Imagine two boxes each with a digital display inside. When you open either box both of the displays instantly pick a random number and display it, then keep showing it. If you open Box A and see "42," that tells you nothing.You also Maybe it set to "42" when you opened it, maybe it was set to "42" when the other box was opened. The check them is limited by the speed of light. You also can't tell anything from the number because the number is random.

(Astner will tear this apart I'm sure.)

Dolos
Originally posted by Symmetric Chaos
The check them is limited by the speed of light.

There is no mass here, so how could it be?

I don't know, this is beyond my zero depth of knowledge on the subject matter.

This was a question for ON, I'm trying to defend the article when I guess I'm not qualified to.

Oliver North
Originally posted by Dolos
This was a question for ON, I'm trying to defend the article when I guess I'm not qualified to.

didn't I provide an answer?

Bardock42
Originally posted by Symmetric Chaos

I hate to speak for others


Since when?

Symmetric Chaos
Originally posted by Dolos
There is no mass here, so how could it be?

Because you have to actually go check the other box to find out if it was opened and when. That's what I mean by "check time", simply "the time you need to go check". Any checking you do is forced by the laws of physics to happen slower than light.

Originally posted by Bardock42
Since when?

Since I criticized Dadude for doing it one time and then realized he would hunt me to the ends of the Earth looking for me to slip up and do it myself.

Dolos
Originally posted by Oliver North
didn't I provide an answer? Yes.

But Astner started in on how the operation would is implausible.

I tried to foolishly argue technicalities with a more educated individual like I always do.

I don't know why I try to get into arguments when I'm only armed with very vague bits and pieces of information...but I do.

Transhumanism, computer technology, improved society, living standard, and education and career opportunities, even genetic engineering are all very interesting topics for me because I really want to be as ingenious, enhanced, educated, secure and free to do what I want as possible. More than that, I would love to live to see a future super-eco self-sustained city whose every facet is embedded with thinking computers that offer the full knowledge database of planet earth as downloadable content.

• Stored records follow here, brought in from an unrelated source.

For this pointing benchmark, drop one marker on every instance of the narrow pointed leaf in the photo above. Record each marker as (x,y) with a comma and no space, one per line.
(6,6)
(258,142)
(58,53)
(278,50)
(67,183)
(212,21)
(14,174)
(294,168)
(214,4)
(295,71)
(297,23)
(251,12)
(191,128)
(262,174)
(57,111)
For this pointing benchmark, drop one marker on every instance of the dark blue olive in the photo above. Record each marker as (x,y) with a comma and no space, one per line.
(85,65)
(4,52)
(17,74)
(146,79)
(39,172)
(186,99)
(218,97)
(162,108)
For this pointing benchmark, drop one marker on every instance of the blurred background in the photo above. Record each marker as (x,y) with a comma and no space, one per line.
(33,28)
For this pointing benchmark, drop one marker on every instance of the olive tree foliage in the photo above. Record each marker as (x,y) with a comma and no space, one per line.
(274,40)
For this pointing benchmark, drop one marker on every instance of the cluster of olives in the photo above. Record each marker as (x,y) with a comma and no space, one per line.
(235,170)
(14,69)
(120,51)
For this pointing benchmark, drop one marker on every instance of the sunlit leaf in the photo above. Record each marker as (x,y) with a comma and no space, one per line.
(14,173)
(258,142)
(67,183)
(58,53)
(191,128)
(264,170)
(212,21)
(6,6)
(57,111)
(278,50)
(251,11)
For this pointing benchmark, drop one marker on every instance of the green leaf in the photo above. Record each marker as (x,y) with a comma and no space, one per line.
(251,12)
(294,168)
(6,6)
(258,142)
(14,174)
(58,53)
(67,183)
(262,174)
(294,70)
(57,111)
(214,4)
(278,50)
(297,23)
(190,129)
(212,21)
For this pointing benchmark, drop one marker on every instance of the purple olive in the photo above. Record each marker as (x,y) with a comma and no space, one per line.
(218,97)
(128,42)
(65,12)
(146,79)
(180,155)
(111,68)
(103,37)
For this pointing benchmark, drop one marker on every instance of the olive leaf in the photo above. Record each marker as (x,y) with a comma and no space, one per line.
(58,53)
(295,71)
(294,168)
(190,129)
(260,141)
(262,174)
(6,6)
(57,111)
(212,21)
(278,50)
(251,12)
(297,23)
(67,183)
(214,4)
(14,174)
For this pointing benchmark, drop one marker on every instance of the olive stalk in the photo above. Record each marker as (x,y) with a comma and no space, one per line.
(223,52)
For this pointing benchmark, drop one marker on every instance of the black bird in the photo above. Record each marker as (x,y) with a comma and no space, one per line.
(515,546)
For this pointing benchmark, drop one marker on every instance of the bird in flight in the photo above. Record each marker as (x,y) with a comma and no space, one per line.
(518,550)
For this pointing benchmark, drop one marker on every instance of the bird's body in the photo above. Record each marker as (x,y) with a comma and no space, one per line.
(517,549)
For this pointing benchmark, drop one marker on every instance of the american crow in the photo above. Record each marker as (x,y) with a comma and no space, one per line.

I honestly don't see the money-centered world that prevents such things as enduring.

I guess I'm a Trekian.

I highly doubt sects will be able to use such intelligent and liberating technology to kill and conquer like in Dune. But that is, I guess, a viable threat. However, unlike Frank Herbert, I believe that if that happened we'd never destroy the machines that make life so simple for us just because they're being used to conquer us...especially not if we're "transcending", and being made better by becoming cyborgs.

Mindship
Originally posted by Dolos
I don't know why I try to get into arguments when I'm only armed with very vague bits and pieces of information...Cuz, viability aside, it's still cool stuff. cool

Bardock42
Cause big words are cool, w000000

Astner

Bardock42
What a fortunate new posting:

http://imgs.xkcd.com/comics/quantum_mechanics.png

Astner
The observation doesn't collapse the wave-function, the measurement does, then again the measuring is meant to collapse the wave-function or else we wouldn't be able to receive any data.

Symmetric Chaos
Originally posted by Astner
The observation doesn't collapse the wave-function, the measurement does, then again the measuring is meant to collapse the wave-function or else we wouldn't be able to receive any data.

Dogs can measure the world, since they know how far away things are, thus they can collapse the wave function thus they must have souls!